Le gouvernement vénézuélien a annoncé ce mercredi 26 juin avoir déjoué une tentative de « coup d’État » militaire. Selon le ministre de la Communication, Jorge Rodriguez, ce soulèvement orchestré par plusieurs militaires, majoritairement retraités et en exil, prévoyait l’assassinat du président Nicolas Maduro et aurait reçu l’aide des États-Unis, de la Colombie et du Chili.
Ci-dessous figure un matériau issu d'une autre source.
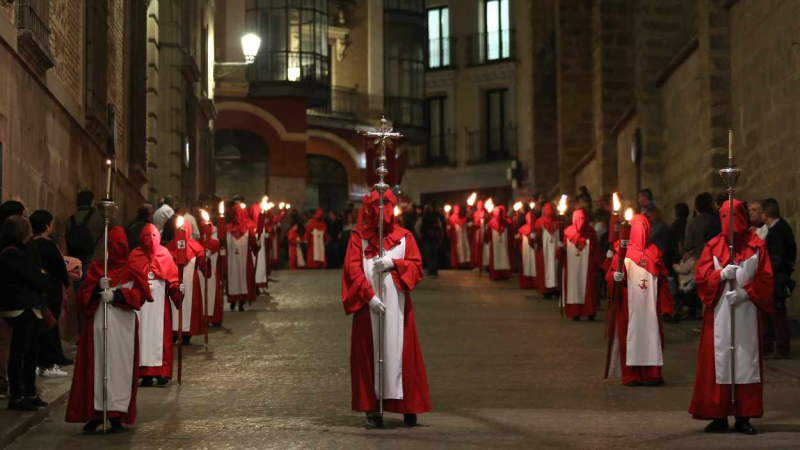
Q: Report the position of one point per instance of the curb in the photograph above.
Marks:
(54, 397)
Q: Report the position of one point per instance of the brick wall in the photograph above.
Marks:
(66, 44)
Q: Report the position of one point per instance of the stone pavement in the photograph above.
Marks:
(504, 371)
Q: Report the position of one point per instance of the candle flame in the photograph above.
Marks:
(562, 205)
(628, 214)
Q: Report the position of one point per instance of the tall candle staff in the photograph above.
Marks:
(383, 135)
(109, 208)
(730, 175)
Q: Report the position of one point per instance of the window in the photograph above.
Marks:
(497, 127)
(438, 37)
(436, 125)
(498, 36)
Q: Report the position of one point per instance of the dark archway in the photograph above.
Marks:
(241, 161)
(326, 184)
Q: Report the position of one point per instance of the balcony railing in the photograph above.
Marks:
(441, 53)
(414, 6)
(406, 111)
(497, 144)
(440, 151)
(491, 47)
(346, 103)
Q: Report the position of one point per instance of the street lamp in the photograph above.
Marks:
(251, 42)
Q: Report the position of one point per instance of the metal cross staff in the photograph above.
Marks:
(383, 135)
(730, 175)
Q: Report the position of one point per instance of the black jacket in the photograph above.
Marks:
(782, 253)
(22, 279)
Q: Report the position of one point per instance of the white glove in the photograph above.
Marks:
(107, 296)
(384, 264)
(729, 272)
(377, 306)
(736, 296)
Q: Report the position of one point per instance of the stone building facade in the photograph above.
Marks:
(671, 76)
(76, 85)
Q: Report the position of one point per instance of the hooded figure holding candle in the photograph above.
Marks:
(750, 298)
(581, 256)
(638, 338)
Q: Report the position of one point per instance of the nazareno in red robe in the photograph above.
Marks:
(317, 223)
(80, 407)
(711, 400)
(526, 282)
(356, 294)
(651, 261)
(580, 233)
(502, 225)
(152, 256)
(193, 250)
(546, 222)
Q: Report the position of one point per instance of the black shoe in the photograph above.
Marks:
(717, 426)
(22, 404)
(38, 402)
(91, 426)
(743, 426)
(374, 420)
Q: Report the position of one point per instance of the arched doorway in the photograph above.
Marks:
(241, 164)
(326, 184)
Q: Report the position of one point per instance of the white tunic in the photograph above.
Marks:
(746, 331)
(186, 304)
(121, 343)
(643, 344)
(238, 252)
(393, 329)
(577, 268)
(500, 260)
(549, 246)
(528, 258)
(151, 326)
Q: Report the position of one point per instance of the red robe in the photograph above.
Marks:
(546, 222)
(193, 250)
(152, 256)
(501, 224)
(81, 407)
(356, 294)
(453, 221)
(579, 234)
(317, 223)
(526, 282)
(654, 264)
(711, 400)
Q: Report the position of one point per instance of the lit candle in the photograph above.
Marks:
(108, 178)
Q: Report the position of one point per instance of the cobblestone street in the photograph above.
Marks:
(504, 371)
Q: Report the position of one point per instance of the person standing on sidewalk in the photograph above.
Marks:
(21, 306)
(782, 250)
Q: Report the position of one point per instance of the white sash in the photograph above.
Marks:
(121, 342)
(393, 329)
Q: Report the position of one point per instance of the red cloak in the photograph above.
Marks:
(356, 294)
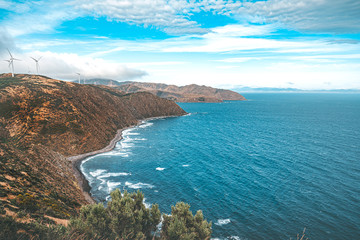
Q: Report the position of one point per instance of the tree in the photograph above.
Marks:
(181, 224)
(125, 217)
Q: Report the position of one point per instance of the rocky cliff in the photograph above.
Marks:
(43, 121)
(188, 93)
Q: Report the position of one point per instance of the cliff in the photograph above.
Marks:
(188, 93)
(43, 121)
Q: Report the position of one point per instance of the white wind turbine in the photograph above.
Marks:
(11, 63)
(37, 64)
(79, 76)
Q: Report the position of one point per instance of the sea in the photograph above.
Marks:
(265, 168)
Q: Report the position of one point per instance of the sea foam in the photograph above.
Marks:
(221, 222)
(138, 185)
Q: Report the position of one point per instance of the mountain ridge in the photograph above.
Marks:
(44, 121)
(188, 93)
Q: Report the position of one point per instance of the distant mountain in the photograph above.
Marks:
(267, 89)
(43, 121)
(102, 81)
(189, 93)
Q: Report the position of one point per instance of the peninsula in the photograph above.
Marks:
(188, 93)
(43, 122)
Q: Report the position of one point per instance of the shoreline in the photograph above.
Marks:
(78, 159)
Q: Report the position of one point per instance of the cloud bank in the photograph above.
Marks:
(65, 66)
Ce n’est pas la première fois que les autorités accusent des militaires de fomenter un coup d’État avec le soutien de puissances étrangères.

À en croire le ministre de la Communication Jorge Rodriguez, si le coup d’État a pu être déjoué, c’est grâce à l’infiltration d’agents du renseignement au sein du groupe militaire mis en cause.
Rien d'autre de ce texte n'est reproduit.